Parmi les morts figurent le chef des Renseignements militaires de Homs, Hassan Daaboul, un proche du président Bachar al-Assad et l'une des personnalités les plus connues des milieux des renseignements syriens.
Selon la télévision d'État, plusieurs kamikazes ont lancé l'attaque. «L'un des kamikazes a spécifiquement visé le général martyr».
«Ces attaques sont les plus audacieuses perpétrées» depuis l'attentat contre le bâtiment de Sécurité nationale à Damas en juillet 2012, a indiqué Rami Abdel Rahmane, directeur de l'OSDH.
«L'opération a échoué»
Parmi les morts en 2012 figuraient le ministre de la Défense, son adjoint et beau-frère de M. Assad, ainsi qu le chef de la cellule qui était en charge de mater la révolte transformée en guerre brutale.
A Homs, les attaquants sont parvenus à s'introduire à l'intérieur du bâtiment des renseignements militaires, selon M. Abdel Rahmane. «Il y a eu des tirs contre les gardes. Des officiers ont accouru et un premier kamikaze s'est fait exploser. D'autres membres des renseignements se sont précipités et un deuxième puis un troisième kamikaze se sont fait exploser».
«L'objectif était de s'emparer des QG mais l'opération a échoué», a-t-il souligné, ajoutant que «des affrontements se sont déroulés pendant deux heures durant les attaques».
Dans son communiqué de revendication, Fateh al-Cham a précisé que «cinq kamikazes ont pris d'assaut les sièges de la Sûreté d'Etat et des renseignements, tuant plus de 40 personnes dont Hassan Daaboul».
Ce groupe, classé «organisation terroriste» par l'ONU, se faisait appeler auparavant Front al-Nosra. Mais il a changé de nom après avoir renoncé à son rattachement à Al-Qaïda.
Deuxième plus important groupe djihadiste après l'organisation rivale État islamique (EI), Fateh al-Cham était jusqu'au début 2017 le principal allié des rebelles qui cherchent à renverser M. Assad.
Mais en janvier, des combats sanglants opposent les deux camps dans le cadre d'une guerre d'influence notamment à Idleb, la seule province sous leur contrôle. La rébellion se scinde alors en deux: des groupes insurgés qui rejettent le processus de paix fusionnent avec Fateh al-Cham sous le nom «Tahrir al-Cham», alors que d'autres ouverts aux négociations s'allient avec le groupe salafiste Ahrar al-Cham.
Message
Les attentats de Homs interviennent au moment où l'ONU tente à démarrer les négociations à Genève entre régime et opposition, dans le cadre d'un quatrième round après trois tentatives avortées.

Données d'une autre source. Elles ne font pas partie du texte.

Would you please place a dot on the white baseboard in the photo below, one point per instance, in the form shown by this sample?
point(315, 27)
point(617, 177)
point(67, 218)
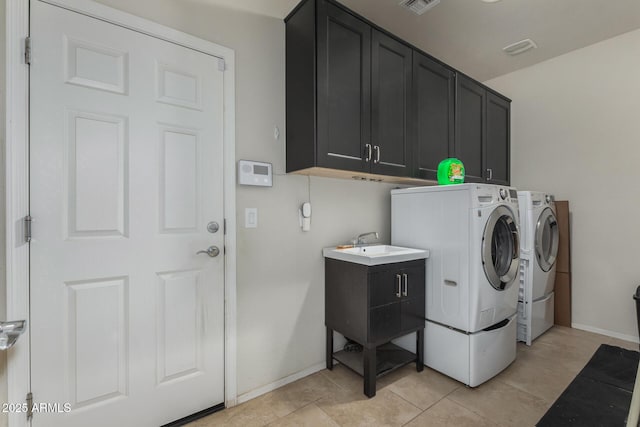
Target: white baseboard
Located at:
point(631, 338)
point(281, 382)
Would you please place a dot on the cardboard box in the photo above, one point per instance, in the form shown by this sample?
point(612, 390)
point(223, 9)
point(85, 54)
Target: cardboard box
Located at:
point(562, 306)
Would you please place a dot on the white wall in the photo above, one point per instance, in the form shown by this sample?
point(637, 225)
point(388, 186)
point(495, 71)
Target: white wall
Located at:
point(576, 133)
point(3, 283)
point(280, 268)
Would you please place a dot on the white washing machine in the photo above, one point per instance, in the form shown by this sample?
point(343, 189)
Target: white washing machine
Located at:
point(472, 232)
point(538, 251)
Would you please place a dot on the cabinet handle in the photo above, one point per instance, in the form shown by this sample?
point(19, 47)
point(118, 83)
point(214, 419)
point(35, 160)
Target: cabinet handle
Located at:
point(406, 284)
point(376, 148)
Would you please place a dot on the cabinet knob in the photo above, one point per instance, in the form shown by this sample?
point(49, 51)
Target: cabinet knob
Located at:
point(368, 155)
point(376, 148)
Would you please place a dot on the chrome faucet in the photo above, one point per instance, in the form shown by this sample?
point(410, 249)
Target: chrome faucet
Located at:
point(359, 241)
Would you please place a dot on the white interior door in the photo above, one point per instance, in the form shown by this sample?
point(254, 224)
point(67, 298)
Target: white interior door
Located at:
point(126, 173)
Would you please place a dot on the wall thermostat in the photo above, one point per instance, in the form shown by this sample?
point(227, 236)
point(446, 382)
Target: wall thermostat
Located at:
point(255, 173)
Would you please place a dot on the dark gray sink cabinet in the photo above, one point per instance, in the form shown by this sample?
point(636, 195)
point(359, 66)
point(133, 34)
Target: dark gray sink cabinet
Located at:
point(372, 305)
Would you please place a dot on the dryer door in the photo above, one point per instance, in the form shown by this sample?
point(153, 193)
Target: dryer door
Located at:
point(546, 239)
point(501, 248)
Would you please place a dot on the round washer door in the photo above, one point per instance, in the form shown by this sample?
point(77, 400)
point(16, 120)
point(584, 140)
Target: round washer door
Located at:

Au troisième jour de ce nouveau processus, aucune discussion détaillée ne s'est encore engagée avec l'ONU, et encore moins entre les deux belligérants.
Comme l'EI, Fateh al-Cham est exclu des négociations, mais les attaques des deux groupes illustrent la fragilité de toute «normalisation» dans le pays, où interviennent des acteurs multiples aux agendas différents.
«C'est un message aussi bien au régime qu'à l'opposition et à la communauté internationale que Fateh al-Cham est là et que personne ne peut l'isoler», a expliqué M. Abdel Rahmane.
Plusieurs attentats suicide meurtriers ont frappé la ville de Homs ces dernières années, en majorité revendiqués par l'EI.
La province du même nom a été reprise totalement par le régime en 2014, à l'exception du quartier rebelle Waer, visé samedi par des raids aériens après les attaques suicide, selon l'OSDH.
La guerre, qui a commencé après la répression sanglante de manifestations prodémocratie en mars 2011, a fait plus de 310 000 morts et dévasté le pays. Elle s'est complexifiée avec la montée en puissance de groupes jihadistes et l'implication des puissances régionales et internationales.